The pictorial art department will create a limited edition vinyl recording along with a video produced at the performance. O’Dell said overhead shots of the clay might be used for the vinyl cover.
“It’s a huge collaboration,” O’Dell said.
Sauzade said it was challenging to organize an event with so many moving parts and university resources. She said she ensured the art department’s involvement in the project and managed futurefarmers’ expectations in regards to what facilities SJSU would be able to offer.
“And now, this is it,” O’Dell said, motioning to the ongoing event in front of him.
The university marching band played their instruments and walked on clay carefully at first, laughing quietly about the unexpected situation. As the event progressed, the band started smashing and wedging the clay on the ground without hesitation.
Two kinds of clay were spread out on the white canvas: one from the San Joaquin Valley, and the other was volcanic ash similar to soil from the moon. The first represents the Central Valley’s agricultural history and the “current reality” of the California drought which affects 37.2 million people in the state, and the second form of clay represents the “possibility of life beyond earth,” according to the presentation of the project.
“The idea is thinking about land use, our impact on the land, and so the clay is kind of representative of that,” Shiverdecker said. “Wedging the clay kind of records our impact on Earth.”
Craig McKenzie, SJSU assistant director of bands and director of athletic bands, instructed the musicians through a microphone.
“We’re gonna keep the tempo, even if it’s free improv,” McKenzie said to the marching band. “Some of the clay feels lonely here!” he added, pointing to empty space on the canvas.
The music played at the event was composed by McKenzie, who based his work on data points from the clay.
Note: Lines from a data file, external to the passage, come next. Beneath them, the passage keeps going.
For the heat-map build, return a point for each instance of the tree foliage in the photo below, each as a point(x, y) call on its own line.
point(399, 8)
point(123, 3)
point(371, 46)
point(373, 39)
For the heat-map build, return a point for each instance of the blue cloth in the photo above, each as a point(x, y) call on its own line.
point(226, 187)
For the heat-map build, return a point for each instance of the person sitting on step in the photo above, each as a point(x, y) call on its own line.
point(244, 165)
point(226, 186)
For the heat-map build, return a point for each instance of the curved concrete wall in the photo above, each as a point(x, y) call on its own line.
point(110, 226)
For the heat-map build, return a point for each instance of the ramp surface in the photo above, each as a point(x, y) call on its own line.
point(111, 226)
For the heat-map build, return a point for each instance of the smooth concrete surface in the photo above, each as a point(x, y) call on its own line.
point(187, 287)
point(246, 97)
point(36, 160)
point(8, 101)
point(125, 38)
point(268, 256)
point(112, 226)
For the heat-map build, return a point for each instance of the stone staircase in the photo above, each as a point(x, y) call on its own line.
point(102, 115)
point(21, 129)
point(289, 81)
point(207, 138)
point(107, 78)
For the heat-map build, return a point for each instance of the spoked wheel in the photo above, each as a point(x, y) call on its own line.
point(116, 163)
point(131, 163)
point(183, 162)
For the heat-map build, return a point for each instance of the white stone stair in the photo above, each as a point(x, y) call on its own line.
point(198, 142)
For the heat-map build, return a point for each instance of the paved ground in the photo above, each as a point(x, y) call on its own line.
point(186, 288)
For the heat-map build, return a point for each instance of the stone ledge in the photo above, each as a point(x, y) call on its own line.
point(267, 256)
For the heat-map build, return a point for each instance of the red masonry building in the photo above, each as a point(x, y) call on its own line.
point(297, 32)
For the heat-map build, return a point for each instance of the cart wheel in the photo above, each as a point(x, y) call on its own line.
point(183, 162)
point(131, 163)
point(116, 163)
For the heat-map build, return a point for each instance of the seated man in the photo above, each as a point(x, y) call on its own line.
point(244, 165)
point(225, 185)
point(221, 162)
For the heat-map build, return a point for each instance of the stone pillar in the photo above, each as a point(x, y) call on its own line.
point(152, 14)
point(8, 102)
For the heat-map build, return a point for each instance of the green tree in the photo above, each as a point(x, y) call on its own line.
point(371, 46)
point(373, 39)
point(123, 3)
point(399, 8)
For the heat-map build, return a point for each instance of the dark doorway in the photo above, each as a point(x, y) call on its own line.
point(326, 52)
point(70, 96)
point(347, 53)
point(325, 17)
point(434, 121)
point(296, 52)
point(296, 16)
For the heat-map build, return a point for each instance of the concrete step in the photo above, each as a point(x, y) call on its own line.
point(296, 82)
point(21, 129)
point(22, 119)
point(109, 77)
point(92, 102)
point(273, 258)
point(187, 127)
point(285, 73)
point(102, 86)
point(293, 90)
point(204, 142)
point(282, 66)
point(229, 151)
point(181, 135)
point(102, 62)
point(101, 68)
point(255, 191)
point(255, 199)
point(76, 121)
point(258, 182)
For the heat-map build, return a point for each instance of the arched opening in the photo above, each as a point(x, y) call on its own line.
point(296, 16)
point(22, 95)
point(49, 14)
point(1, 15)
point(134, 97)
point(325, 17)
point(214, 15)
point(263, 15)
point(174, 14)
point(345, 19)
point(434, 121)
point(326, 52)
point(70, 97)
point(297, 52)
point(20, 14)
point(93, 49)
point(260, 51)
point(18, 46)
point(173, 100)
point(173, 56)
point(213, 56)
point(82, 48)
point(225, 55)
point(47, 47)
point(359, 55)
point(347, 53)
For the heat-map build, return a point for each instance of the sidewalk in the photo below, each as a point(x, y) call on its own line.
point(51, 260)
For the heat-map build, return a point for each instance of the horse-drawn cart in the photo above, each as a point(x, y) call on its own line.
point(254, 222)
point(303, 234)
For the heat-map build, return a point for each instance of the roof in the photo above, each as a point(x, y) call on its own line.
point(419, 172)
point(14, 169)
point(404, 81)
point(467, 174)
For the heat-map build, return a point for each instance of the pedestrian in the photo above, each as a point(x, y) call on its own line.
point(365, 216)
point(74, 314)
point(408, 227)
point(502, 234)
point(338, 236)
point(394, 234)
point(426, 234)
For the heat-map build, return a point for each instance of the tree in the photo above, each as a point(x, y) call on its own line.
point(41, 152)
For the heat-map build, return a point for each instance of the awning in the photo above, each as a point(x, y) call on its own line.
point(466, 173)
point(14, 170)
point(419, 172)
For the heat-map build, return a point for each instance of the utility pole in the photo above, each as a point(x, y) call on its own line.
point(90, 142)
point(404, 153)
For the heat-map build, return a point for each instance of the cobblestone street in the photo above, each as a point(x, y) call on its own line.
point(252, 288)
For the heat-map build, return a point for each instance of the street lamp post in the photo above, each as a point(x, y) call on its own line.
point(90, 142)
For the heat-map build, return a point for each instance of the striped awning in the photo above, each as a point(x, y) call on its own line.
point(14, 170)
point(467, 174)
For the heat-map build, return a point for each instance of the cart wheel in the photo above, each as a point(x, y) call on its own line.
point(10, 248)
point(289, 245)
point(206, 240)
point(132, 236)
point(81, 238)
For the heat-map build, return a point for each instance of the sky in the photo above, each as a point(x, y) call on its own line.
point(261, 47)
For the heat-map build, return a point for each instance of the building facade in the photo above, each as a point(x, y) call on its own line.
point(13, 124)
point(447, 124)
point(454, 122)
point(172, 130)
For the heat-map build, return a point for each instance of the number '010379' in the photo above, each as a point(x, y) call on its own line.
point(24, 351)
Each of the notes the band played corresponded to a measurement taken from the clay they were marching on.
“We play at basketball games, at football games usually, but we’re musicians and artists also,” McKenzie said.
Lillian Escobar, music education freshmen, is a marching band member who played at the event.
“Most people can find it a little bit weird, but I think it’s really cool and fascinating,” Escobar said after the event. “It’s nice to get so many people to come together to do one thing, it creates a sense of fellowship. ”
At the end of the performance, the clay spread on the ground became flat as a result of the stomping, creating circles of different shades formed by the marching band’s footprints.
The event was an artistic event and an in-site production process for the larger creative project.
In line with Franceschini’s artistic approach, a full understanding of the event was not required to appreciate it.
O’Dell said he didn’t know the whole meaning of the event, but it didn’t stop him from being fully involved in the project.
“I think, for us, it’s always exciting as artists to kind of have a space of surprise, because if we know what we’re doing, we just become producers,” Franceschini said at the end of the event.
Before creating a product, the producer has to plan every detail of it. Before an artistic performance, space is given to the unknown, and to human interpretation and interaction with the environment. Rather than churning out a product, planned and methodical, Franceschini was excited to give students a space to improvise.
SJSU Interim President Steve Perez who also attended the event said the students, faculty and staff’s work was “unbelievably creative.”
“We’re the university at the center of the innovation capital of the world, and this is it, right here, innovating and making art just in front of us,” he said.